This week, the Academic Science Program Task Force is hosting four forums to gain feedback on University science programs and suggestions for improvement.
The second forum took place in Cox Hall on Wednesday.
The chair of the Task Force, Margery Overton, detailed the forum’s purpose and the work that took place in advance.
“We are calling a faculty forum to get [their] input or at least to give them the opportunity to speak on issues relative to the Academic Science Task Force,” Overton said. “The Task Force was set up in May; we worked all summer, and we’re working this fall. Then we’re supposed to conclude and give a report to the provost by the end of the semester.”
Marielle Pocan , assistant to the Provost for Internal Communications, aided in setting up the Task Force’s meetings and forums.
“[The forum] is one of a couple ways were trying to gather information…We also have surveys [online], and we’ve gotten a lot of responses through the survey.
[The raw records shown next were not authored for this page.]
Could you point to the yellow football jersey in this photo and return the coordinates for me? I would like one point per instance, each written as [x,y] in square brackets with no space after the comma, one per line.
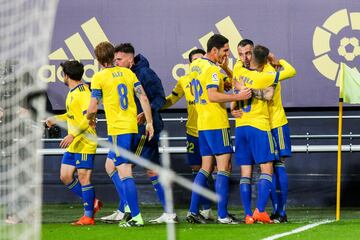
[77,103]
[117,88]
[255,111]
[276,109]
[183,88]
[206,74]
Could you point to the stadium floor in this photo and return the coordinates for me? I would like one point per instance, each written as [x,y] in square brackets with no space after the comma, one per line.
[56,219]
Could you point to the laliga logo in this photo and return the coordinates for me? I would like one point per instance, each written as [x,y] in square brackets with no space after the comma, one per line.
[347,48]
[79,50]
[225,27]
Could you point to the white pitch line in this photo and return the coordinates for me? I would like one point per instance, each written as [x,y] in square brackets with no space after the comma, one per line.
[297,230]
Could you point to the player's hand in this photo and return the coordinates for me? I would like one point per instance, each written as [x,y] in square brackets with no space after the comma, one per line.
[224,64]
[244,94]
[92,123]
[67,141]
[236,113]
[274,61]
[141,118]
[149,131]
[50,122]
[227,86]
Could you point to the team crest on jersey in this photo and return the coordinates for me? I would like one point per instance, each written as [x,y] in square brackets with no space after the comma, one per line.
[215,78]
[246,80]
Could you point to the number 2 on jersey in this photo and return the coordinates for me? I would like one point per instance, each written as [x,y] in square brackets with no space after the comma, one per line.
[124,102]
[197,89]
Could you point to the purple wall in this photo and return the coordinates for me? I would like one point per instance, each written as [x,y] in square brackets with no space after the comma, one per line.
[164,30]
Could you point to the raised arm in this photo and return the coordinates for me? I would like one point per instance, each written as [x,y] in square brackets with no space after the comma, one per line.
[145,105]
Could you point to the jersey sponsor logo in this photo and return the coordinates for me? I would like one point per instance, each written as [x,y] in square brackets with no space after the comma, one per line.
[225,27]
[76,48]
[339,30]
[215,78]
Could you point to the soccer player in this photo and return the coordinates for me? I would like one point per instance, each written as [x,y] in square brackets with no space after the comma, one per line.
[116,86]
[254,143]
[80,143]
[183,89]
[279,128]
[213,124]
[125,57]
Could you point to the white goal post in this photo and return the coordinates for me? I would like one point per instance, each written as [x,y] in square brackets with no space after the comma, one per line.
[25,33]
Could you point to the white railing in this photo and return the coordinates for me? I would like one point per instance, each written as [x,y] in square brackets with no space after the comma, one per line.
[178,150]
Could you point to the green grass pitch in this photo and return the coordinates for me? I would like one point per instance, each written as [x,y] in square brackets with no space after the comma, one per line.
[57,219]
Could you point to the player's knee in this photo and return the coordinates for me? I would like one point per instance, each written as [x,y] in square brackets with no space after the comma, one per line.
[195,167]
[84,178]
[66,178]
[267,168]
[125,170]
[246,171]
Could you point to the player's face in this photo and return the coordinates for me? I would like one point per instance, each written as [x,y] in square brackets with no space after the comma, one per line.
[223,53]
[245,54]
[123,59]
[196,56]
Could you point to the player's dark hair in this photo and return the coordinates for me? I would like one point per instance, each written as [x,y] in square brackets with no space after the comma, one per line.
[74,69]
[245,42]
[104,53]
[196,51]
[125,48]
[217,40]
[261,54]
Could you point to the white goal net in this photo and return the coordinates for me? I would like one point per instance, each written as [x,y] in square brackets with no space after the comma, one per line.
[25,35]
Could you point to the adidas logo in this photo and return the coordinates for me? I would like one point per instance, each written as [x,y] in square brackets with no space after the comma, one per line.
[77,48]
[227,28]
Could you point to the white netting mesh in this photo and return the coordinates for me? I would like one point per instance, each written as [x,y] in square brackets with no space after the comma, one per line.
[25,33]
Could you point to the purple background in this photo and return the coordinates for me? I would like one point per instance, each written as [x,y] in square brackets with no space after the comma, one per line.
[163,30]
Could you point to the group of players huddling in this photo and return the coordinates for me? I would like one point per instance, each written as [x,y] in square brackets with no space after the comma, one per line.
[132,96]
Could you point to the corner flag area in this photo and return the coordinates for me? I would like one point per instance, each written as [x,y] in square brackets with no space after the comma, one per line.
[305,223]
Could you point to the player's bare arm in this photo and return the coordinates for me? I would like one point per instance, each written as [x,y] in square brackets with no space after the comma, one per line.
[264,94]
[235,111]
[219,97]
[145,104]
[91,112]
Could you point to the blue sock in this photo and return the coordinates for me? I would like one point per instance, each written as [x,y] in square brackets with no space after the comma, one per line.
[204,202]
[88,199]
[159,190]
[119,189]
[131,195]
[282,179]
[194,173]
[200,180]
[264,188]
[274,194]
[245,193]
[75,187]
[222,189]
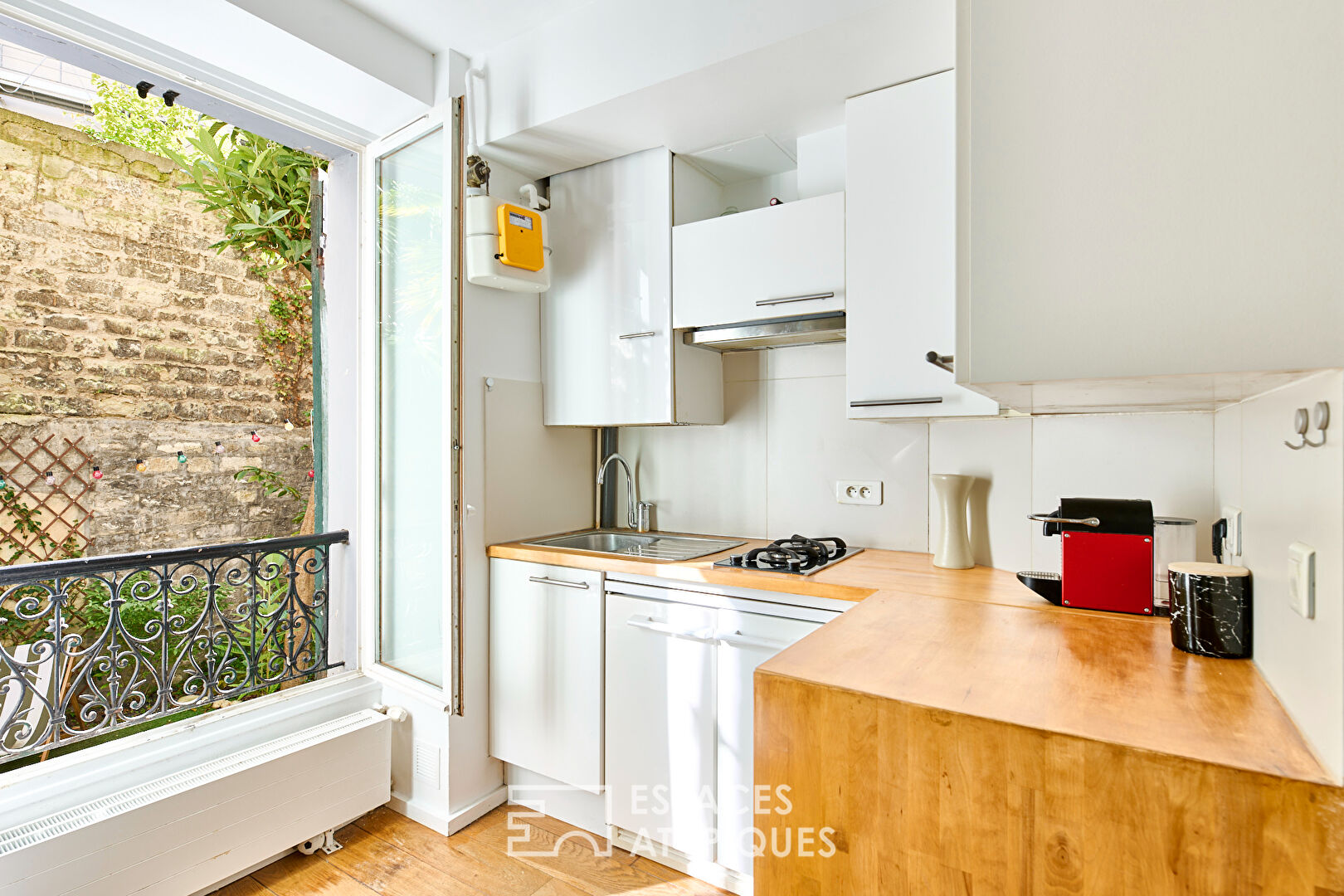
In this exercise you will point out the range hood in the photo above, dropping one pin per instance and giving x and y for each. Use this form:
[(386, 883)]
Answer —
[(804, 329)]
So we just wanted to make sure we were as inclusive and open and transparent as possible,” Pocan said.
Though the forums were not designed specifically for students, they are also welcome to contribute.
Overton added that students might not recognize changes being made in the broader sense, but adjustments within their majors might be important to them.
“If it were a change that increased course offerings or their ability to get into a program or the connectivity between their program and some other things of interest, I think it could be something that they [should] pay attention to,” Overton said.
Though there were practically no students in attendance at the forum on Wed., faculty members that were present debated the convoluted nature and lack of details in the Task Force’s rough plan for restructuring.
Topics such as multiple PhD tracks being available to graduates, flexibility, and money were also discussed at the forum.
“We have to go from where we are to where we want to be. It’s an evolutionary step,” Overton said. “Last year, we had strategic planning efforts, strategic realignment efforts, and there’s been a great effort put in to try and get faculty input, student input, staff input – all of these, as we think about our future and things were going to change as opposed to a top down approach on what we should do.”
Overton added that financial details would follow after the Task Force’s recommendations to the provost.
Daniel Solomon, dean of the College of Physical and Mathematical Sciences, attended the forum and called on the Task Force committee to consider merging departments.
“It’s radical in the sense that it’s very hard to do, there’s very little history of it [being done] and that’s why I referred back to when the College of Physical and Mathematical Sciences was created in 1960, in which it created a set of departments and then took faculty who were already here – in engineering or agriculture – and moved them.” Solomon said.
Overton said, “The theme that flows through our discussion is that many of the problems that we’re interested in looking at and solving take lots of different sciences to solve them and there are a lot of sciences that are starting to work as the boundaries of their specific disciplines – the biology and chemistry, biochemistry – that seems to be emerging perhaps more so…that people have given it a name – they’re calling it convergence science.”
“The research world has changed quite dramatically over the last couple decades. The really important and interesting problems of the world occur at the interfaces of many of the disciplines; the life sciences and the physical and mathematical sciences,” Solomon said.
Trudy Mackay, a professor of genetics, who also attended the forum on Wednesday, believed it will have some effectiveness.
“It’s a committee; it’s a limited number of individuals,” Mackay said. “[They said] here’s the issue; here are some of the potential solutions. But the more we hear, the better it will be.”
The Task Force’s last two forums will take place Nov. 3 and Nov. 4 from 3 to 4: 30pm at Biltmore Hall and Williams Hall.